Royal Dutch Shell has defended its safety record following a leak of more than 200 tons of oil into the North Sea. Environmental groups are calling for its North Sea operations to be restricted.
Shell said in a statement, “safety is Shell’s foremost priority at all times. As part of that commitment, in 2004 Shell initiated a $1.2 billion project to upgrade our assets in the North Sea. This has been completed.”
Earlier this week, the U.K. Department of Energy and Climate Change, which monitors Shell’s North Sea oil and natural gas extractions, confirmed that the leaking valve had been shut and that the situation is being monitored by the U.K. government’s aerial surveillance.

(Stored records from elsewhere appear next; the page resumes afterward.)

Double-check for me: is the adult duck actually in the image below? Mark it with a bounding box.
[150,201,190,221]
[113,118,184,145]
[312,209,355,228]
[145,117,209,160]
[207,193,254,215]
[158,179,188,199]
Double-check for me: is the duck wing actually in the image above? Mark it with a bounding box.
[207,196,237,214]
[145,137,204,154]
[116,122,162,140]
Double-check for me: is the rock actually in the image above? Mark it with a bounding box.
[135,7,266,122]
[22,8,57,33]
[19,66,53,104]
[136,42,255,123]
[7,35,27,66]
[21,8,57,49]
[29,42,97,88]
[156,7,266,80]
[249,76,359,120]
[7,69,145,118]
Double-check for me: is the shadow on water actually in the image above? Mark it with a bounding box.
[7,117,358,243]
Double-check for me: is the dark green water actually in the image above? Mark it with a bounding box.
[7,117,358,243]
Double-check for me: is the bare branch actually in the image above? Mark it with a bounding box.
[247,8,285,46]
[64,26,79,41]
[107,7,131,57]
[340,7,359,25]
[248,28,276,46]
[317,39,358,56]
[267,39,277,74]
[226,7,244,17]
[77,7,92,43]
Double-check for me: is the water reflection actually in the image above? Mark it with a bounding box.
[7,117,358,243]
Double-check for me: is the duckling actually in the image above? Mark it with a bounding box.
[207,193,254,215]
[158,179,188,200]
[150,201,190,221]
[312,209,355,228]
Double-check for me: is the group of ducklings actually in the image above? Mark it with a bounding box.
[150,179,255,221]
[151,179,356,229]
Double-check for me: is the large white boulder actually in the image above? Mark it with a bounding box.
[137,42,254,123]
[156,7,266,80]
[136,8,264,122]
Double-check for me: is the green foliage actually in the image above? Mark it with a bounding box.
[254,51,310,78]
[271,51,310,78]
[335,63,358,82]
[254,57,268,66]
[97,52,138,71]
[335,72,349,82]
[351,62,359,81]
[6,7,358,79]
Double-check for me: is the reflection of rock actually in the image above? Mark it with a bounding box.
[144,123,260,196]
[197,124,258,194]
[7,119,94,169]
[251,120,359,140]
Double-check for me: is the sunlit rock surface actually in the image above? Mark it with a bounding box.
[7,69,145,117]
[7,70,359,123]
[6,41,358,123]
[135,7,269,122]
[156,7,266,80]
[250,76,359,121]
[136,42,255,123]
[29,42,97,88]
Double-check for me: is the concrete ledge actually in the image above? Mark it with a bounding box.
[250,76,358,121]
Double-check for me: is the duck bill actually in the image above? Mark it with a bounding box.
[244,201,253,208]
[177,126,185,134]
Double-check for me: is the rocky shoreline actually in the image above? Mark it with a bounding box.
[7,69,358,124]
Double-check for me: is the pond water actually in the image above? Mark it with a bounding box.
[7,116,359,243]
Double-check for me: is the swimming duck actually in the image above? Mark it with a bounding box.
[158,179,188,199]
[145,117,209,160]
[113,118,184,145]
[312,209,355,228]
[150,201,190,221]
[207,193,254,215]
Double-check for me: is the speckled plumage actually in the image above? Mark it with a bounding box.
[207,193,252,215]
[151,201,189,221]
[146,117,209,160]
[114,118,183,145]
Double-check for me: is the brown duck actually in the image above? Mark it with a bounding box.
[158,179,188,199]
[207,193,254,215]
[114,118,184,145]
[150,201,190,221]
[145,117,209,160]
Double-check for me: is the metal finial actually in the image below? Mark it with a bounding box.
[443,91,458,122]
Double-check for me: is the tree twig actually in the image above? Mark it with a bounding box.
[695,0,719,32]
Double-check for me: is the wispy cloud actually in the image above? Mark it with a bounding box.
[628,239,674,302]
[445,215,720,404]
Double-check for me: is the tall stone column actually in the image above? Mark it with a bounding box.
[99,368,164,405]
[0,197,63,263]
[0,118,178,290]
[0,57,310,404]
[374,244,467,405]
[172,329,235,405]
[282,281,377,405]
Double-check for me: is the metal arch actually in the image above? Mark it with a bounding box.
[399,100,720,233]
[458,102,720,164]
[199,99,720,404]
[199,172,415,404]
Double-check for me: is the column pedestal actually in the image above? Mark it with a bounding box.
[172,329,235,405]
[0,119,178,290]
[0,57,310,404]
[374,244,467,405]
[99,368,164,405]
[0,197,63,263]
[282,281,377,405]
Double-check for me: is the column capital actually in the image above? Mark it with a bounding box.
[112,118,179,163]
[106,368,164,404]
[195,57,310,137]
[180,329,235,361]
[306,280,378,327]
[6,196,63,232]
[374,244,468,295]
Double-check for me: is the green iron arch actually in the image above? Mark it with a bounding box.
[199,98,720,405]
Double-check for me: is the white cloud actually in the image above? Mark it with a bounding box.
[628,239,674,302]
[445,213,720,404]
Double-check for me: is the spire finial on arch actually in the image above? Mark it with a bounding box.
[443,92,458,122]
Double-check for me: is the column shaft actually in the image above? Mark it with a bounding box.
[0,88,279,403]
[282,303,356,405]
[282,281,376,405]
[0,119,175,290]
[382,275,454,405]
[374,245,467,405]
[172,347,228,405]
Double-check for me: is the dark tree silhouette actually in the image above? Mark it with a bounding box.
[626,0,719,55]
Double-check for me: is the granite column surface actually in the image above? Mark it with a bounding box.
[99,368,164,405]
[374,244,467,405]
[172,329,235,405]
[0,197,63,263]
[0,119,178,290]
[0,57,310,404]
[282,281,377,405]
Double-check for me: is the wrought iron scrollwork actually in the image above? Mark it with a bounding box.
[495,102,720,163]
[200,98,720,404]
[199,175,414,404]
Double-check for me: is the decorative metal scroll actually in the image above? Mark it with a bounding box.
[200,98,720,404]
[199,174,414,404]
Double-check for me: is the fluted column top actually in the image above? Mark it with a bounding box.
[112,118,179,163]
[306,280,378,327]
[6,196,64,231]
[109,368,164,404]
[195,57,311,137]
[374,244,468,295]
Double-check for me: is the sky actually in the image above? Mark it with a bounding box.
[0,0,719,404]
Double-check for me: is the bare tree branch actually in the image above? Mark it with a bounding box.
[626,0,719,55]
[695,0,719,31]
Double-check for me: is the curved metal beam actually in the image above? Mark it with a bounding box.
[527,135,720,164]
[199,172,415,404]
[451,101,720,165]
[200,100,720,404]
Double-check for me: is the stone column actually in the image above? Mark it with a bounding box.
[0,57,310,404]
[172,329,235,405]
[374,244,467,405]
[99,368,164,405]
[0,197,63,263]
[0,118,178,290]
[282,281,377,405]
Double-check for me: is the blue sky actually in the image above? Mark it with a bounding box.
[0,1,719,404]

Environmental groups, however, are not pleased and say that Shell must be monitored independently of the government.
“The U.K. government needs to restrict Shell’s operations in the North Sea until a proper independent audit has been carried out on their installations. We also need to be reassured about the state of other companies’ ageing equipment,” said Richard Dixon, director of WWF Scotland, a statement.
Dixon argues that the oil drilling should not be taking place in “difficult and sensitive water,” but if there is such drilling, “Shell’s track record clearly shows that they are not fit to be part of that exploration.”
The oil leak was first detected on Aug. 10. Last Friday, Shell divers closed the relief valve from which oil had been seeping. According to Shell, no oil has been leaked since that point.
The Gannet oil field was first discovered in 1973. It lies in the North Sea 111 miles east of Aberdeen. It consists of six separate oil and gas reservoirs under about 312 feet of water and between 5,700 feet and 7,200 feet into the Earth.
The field is currently exploited by Shell and is jointly owned by Shell and Esso. The six reservoirs are connected to a centrally placed production platform that processes all the oil and gas from the reservoirs. The leak occurred at a location connected to the platform by 6.8 miles of pipes.